Tim Sackett: Try a mathematical formula to get precise measurements
“There’s an issue,” says Tim Sackett, president of HRU Technical Resources. “Everyone agrees quality of hire matters, but few actually measure it properly, if at all.
“In my book The Talent Fix, Vol. 2, I include a formula for measuring it. It looks complicated, but it works. Some companies use metrics like 90-day turnover, but that doesn’t really show causation, just correlation.
“Also, quality of hire is less about talent acquisition and more about hiring manager success. It covers selection, onboarding, training, and performance, which are all the hiring manager’s responsibility.
“For talent acquisition teams, a better metric is the quality of applicants. It’s simpler — just compare the candidates screened with those chosen for interview by hiring managers. Aim for a high percentage, ideally 80–90%.”
Stacey Gordon: Take time to measure how long new hires need to fully settle in
“To measure quality of hire,” says Stacey Gordon, workplace culture consultant at Rework Work, “hiring managers need to establish standard metrics.
“These should include how long it takes a new employee to really get up to speed. It used to be measured at 30, 60, and 90 days. But new research shows it can take up to 18 months for someone to fully settle into their role.
“If you’re measuring quality of hire at 90 days, you might be missing the bigger picture. Look back at previous hires and track how long it took them to ramp up, the support they received, and how long they stayed. Employee satisfaction and retention matter, too.
“AI can help with some of this, especially predictive analytics.
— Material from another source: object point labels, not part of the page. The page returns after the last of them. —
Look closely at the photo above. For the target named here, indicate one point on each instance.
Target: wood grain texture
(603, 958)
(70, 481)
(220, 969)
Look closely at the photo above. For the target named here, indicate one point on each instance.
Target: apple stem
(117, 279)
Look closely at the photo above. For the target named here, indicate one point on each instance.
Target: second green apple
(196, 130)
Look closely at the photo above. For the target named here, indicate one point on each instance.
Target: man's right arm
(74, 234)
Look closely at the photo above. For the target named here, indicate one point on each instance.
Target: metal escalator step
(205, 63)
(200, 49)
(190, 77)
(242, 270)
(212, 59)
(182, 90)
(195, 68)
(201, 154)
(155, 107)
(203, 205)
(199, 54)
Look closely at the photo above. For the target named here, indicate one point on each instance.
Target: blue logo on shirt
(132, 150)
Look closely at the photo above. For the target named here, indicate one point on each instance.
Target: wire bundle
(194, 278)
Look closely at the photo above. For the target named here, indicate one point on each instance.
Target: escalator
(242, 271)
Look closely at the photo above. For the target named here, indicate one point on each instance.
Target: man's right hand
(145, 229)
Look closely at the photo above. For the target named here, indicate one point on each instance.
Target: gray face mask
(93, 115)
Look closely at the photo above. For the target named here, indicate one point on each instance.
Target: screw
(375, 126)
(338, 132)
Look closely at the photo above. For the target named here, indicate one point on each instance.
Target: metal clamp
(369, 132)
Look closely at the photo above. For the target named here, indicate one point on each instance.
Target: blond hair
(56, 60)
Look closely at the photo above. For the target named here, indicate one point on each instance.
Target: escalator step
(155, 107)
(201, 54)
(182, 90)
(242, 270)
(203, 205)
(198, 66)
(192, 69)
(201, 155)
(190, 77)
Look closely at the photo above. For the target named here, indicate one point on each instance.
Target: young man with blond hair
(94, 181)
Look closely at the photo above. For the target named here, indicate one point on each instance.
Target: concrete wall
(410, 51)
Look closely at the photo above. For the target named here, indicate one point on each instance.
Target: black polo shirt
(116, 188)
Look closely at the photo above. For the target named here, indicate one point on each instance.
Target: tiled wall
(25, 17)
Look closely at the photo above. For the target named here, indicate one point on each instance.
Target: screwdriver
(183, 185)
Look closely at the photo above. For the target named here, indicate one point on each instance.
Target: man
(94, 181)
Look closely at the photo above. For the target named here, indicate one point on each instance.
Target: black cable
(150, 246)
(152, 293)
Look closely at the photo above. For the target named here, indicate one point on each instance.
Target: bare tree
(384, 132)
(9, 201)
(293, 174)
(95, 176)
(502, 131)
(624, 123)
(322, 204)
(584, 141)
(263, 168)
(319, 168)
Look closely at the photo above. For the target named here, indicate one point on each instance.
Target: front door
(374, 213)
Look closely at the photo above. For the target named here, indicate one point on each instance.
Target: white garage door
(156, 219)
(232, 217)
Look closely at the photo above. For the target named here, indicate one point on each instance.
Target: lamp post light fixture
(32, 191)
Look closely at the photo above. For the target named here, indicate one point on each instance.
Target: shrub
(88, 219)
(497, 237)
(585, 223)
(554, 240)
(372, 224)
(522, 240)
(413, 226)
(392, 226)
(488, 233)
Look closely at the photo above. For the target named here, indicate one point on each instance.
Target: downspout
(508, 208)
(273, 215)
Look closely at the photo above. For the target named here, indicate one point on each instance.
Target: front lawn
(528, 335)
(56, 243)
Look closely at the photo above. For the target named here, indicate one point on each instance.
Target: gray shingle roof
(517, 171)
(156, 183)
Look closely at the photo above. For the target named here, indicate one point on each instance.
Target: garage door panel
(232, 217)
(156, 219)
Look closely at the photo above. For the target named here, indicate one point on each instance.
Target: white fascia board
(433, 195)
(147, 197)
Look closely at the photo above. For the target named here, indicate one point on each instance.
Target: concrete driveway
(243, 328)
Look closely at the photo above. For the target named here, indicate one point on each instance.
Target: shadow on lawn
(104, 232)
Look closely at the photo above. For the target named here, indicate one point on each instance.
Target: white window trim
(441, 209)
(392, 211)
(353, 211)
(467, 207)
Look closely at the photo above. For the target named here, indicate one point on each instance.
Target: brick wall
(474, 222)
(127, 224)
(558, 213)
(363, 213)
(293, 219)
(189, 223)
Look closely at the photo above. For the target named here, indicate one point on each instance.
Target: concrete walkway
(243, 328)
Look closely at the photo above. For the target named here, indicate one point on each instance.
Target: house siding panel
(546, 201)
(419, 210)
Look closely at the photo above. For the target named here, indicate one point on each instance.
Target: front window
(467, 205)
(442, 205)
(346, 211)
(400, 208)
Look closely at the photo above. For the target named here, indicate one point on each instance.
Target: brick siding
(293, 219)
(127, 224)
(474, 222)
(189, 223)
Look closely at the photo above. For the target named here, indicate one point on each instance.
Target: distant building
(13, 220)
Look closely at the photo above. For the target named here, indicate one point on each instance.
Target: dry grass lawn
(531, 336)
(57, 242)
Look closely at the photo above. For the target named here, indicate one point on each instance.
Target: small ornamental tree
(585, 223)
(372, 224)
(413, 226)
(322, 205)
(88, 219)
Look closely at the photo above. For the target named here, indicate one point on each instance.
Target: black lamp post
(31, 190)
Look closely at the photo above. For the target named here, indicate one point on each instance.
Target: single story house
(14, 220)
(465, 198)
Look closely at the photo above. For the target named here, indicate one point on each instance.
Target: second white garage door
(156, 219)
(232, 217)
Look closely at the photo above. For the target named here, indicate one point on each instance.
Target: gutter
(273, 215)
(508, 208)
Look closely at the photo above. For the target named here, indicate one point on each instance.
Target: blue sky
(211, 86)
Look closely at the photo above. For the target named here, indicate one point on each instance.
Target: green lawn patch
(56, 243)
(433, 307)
Just ensure you’re on a secure system to protect sensitive employee data.”
Jennifer McClure: Use AI to improve assessments of quality of hire
“Quality of hire,” says Jennifer McClure, founder and CEO of Unbridled Talent, “is essential to understanding how well your recruitment process works and the value new hires bring.
“A balanced approach uses both quantitative metrics and qualitative assessments from managers, peers, and employees themselves. This should cover performance, team fit, and potential for growth.
“AI is a game changer here. It can analyse performance data, identify trends, and predict long-term success. AI-powered tools can track skills development, perform sentiment analysis, and provide 360-degree feedback. They can also model career paths and benchmark new hires against existing talent.
“By combining traditional metrics with AI, companies can make smarter hiring decisions, build better teams, and improve recruitment and retention in the long term.”